In order to compete in this competition, the product must be produced in Europe and contain at least 50% of post consumer/post industrial plastics. It must have entered the market in 2010 or later, and at least sold one unit. It can either be a business-to-business product, or a product for the consumer market. Past winners include children’s play equipment, kitchen tools and a retail shopping trolley.
“The ideal winner is a product that will surprise people, ‘Wow, is that made of recycled plastic packaging?’ If we achieve this we have a product that will serve as an ambassador product for plastics recycling,” Oland said. “If there are modern products with good design they stand a very good chance, especially if there also is an even bigger sustainability history linked to the product.”

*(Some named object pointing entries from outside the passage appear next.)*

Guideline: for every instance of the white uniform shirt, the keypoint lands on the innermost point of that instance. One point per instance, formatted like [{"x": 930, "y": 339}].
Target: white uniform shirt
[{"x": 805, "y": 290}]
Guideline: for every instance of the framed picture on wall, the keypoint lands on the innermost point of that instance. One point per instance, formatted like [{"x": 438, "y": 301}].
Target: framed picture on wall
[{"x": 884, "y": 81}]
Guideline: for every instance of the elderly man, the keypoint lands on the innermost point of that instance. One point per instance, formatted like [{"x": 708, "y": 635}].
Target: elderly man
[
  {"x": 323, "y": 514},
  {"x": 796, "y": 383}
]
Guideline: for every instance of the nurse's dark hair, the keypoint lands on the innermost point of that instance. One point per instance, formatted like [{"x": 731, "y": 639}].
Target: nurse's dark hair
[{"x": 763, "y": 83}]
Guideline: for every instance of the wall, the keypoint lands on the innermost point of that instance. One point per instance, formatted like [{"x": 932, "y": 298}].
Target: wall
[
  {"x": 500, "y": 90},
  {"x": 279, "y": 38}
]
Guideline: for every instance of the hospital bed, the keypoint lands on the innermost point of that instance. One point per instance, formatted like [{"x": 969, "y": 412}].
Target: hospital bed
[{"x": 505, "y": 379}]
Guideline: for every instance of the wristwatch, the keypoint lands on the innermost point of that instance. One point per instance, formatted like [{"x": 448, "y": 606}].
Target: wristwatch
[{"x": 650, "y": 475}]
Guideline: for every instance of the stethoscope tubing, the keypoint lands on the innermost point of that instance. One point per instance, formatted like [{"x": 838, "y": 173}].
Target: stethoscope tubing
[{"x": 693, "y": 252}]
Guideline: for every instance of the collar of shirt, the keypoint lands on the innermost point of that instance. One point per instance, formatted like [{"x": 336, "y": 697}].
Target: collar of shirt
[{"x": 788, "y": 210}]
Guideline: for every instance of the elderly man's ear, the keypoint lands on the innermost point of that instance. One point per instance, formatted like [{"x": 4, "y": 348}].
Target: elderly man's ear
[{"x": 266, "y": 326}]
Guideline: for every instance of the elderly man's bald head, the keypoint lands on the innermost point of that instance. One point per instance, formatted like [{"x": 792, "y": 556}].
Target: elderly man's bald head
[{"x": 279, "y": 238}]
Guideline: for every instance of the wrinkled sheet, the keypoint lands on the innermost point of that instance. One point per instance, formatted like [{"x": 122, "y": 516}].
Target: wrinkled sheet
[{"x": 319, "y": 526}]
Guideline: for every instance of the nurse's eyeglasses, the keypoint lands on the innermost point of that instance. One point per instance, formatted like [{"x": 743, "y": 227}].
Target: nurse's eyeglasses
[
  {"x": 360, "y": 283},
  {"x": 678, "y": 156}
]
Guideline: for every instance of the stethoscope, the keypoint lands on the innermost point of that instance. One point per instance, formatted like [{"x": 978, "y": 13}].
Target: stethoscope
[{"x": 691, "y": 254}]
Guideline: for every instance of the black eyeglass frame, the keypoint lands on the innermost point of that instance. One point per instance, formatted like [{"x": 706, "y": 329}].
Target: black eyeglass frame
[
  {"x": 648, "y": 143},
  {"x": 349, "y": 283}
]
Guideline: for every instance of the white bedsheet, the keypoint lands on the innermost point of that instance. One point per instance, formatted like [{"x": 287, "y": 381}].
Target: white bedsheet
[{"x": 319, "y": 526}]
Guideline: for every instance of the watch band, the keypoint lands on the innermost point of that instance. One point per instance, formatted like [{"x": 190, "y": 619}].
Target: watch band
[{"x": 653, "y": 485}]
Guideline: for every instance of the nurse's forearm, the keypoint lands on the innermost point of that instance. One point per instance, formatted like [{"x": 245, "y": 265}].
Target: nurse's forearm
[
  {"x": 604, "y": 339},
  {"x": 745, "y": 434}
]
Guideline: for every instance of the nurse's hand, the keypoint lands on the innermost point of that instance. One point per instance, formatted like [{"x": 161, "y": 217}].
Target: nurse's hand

Plastic packaging design, improved collection schemes, advances in sorting technology together with a greater range of reprocessing opportunities and applications mean that the need to send many plastics to landfill is gradually decreasing, EPRO stated. The association said it’s key to ensure that the consumers and industry recognize this progression and continue to sort and collect this material for recycling.
EPRO believes raising the awareness of the products made from recycled plastics can help to create a demand and maybe an appetite for new companies to start to design and manufacture more products made from recycled plastic, which promotes the cycle of plastics.
“We think it is important to raise the awareness that recycled plastics can be used in a lot of products, and that the quality has increased a lot over the last years,” Oland said. “This should make it much more interesting to choose recycled plastics as raw material both from an economic and environmental perspective.”